Denoising of Ecological Bird Song Recordings Using Autoencoder Model

< back
[pdf] [code]

In the task of bird song detection, it is crucial to consider the impact of environmental noise, as both xeno-canto and Warblr accept user-uploaded recordings, which often include recordings made with smartphones in various environments. These recordings may contain uncertain environmental noises, such as white noise, footsteps, or even sharp sounds that can occur at the beginning of a recording. As Denton et al.1 described, the presence of significant environmental noise and overlapping vocalizations in the wildlife audio recordings can interface with accurate classification. Apart from the white noise in the background, another possible source of noise is during the dawn chorus, when many species are singing at the same time.

In the implementation of autoencoder for this coursework, the effective removal of background white noise will be the main objective. Two models, including autoencoder denoising model and a CNN model are used for the evaluation of the final classification task.

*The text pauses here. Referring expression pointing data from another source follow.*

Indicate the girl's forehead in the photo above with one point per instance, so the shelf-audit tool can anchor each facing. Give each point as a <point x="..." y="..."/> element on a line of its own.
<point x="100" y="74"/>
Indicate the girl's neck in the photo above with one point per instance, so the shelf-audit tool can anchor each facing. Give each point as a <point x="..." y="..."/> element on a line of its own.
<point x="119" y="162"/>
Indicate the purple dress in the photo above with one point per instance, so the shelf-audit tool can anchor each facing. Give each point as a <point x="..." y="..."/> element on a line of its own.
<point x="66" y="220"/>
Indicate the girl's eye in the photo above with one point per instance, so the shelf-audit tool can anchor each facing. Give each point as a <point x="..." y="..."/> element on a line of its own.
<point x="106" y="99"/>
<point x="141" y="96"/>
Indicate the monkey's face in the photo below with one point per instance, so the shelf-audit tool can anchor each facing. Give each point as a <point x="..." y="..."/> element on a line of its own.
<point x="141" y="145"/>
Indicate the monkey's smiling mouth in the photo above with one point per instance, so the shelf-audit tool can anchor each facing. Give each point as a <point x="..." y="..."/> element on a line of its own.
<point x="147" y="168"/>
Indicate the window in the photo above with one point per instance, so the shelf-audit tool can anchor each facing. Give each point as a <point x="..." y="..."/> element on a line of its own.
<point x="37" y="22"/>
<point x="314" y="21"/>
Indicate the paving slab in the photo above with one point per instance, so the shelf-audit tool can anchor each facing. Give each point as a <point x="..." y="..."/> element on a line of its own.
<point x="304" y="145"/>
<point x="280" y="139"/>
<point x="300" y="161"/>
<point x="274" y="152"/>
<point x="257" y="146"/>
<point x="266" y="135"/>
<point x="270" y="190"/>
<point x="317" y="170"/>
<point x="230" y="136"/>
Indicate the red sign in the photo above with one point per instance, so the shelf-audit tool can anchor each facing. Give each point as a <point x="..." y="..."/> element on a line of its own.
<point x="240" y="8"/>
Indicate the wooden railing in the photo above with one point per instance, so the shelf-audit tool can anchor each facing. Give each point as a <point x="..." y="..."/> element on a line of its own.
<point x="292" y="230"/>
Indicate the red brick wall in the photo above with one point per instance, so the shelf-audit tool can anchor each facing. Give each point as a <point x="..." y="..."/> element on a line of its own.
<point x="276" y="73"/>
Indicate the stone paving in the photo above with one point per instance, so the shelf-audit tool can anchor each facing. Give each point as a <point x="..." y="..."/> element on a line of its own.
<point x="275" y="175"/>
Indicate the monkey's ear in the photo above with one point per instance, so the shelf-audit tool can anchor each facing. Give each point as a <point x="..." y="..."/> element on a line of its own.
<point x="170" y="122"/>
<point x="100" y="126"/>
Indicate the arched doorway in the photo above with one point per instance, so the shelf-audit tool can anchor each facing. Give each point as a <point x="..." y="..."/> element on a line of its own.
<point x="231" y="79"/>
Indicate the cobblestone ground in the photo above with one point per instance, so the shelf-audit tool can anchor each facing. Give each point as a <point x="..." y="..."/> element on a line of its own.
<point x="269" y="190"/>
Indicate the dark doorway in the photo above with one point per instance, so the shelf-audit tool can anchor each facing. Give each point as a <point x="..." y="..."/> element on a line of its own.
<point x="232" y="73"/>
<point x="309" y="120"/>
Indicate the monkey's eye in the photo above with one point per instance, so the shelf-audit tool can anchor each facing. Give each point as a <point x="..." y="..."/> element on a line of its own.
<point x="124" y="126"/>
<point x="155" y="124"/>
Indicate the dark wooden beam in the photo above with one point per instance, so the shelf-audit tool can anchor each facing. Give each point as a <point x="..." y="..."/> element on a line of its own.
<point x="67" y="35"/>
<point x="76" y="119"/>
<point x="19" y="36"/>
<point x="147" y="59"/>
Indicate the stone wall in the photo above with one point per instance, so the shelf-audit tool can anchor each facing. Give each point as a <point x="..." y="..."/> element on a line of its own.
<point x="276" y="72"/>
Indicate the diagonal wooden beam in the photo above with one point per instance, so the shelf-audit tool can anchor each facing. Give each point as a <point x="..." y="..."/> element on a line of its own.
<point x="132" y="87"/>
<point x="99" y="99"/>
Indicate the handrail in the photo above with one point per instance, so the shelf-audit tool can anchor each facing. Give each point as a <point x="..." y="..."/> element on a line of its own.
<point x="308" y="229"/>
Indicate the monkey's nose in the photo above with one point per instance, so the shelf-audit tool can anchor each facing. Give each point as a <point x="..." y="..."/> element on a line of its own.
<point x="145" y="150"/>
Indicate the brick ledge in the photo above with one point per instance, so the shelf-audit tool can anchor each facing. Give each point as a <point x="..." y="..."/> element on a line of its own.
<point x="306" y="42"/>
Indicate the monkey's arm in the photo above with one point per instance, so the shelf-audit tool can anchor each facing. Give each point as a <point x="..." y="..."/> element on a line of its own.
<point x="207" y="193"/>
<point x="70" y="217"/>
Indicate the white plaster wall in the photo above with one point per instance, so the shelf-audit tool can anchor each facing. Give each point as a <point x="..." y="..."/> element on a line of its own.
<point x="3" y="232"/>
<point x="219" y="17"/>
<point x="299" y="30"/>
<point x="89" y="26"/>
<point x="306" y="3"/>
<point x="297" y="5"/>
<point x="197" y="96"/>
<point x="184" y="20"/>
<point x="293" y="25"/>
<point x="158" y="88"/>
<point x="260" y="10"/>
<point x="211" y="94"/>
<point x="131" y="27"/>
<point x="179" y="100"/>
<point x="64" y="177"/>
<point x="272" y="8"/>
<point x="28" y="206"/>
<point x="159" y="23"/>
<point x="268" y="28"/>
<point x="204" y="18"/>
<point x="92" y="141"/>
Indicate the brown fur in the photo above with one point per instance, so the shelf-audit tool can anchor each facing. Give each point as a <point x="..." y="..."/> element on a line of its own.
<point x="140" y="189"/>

The result of the evaluation suggests that denoising the audio input may be beneficial for certain aspects of the classification task, such as reducing the impact of noise or artefacts, but may not necessarily lead to improvements in all performance metrics. Further analysis and experimentation may be required to better understand the impact of denoising on the specific bird audio classification task and the trade-offs involved.

1

Tom Denton, Scott Wisdom, and John R. Hershey. Improving bird classification with unsupervised sound separation. 2021.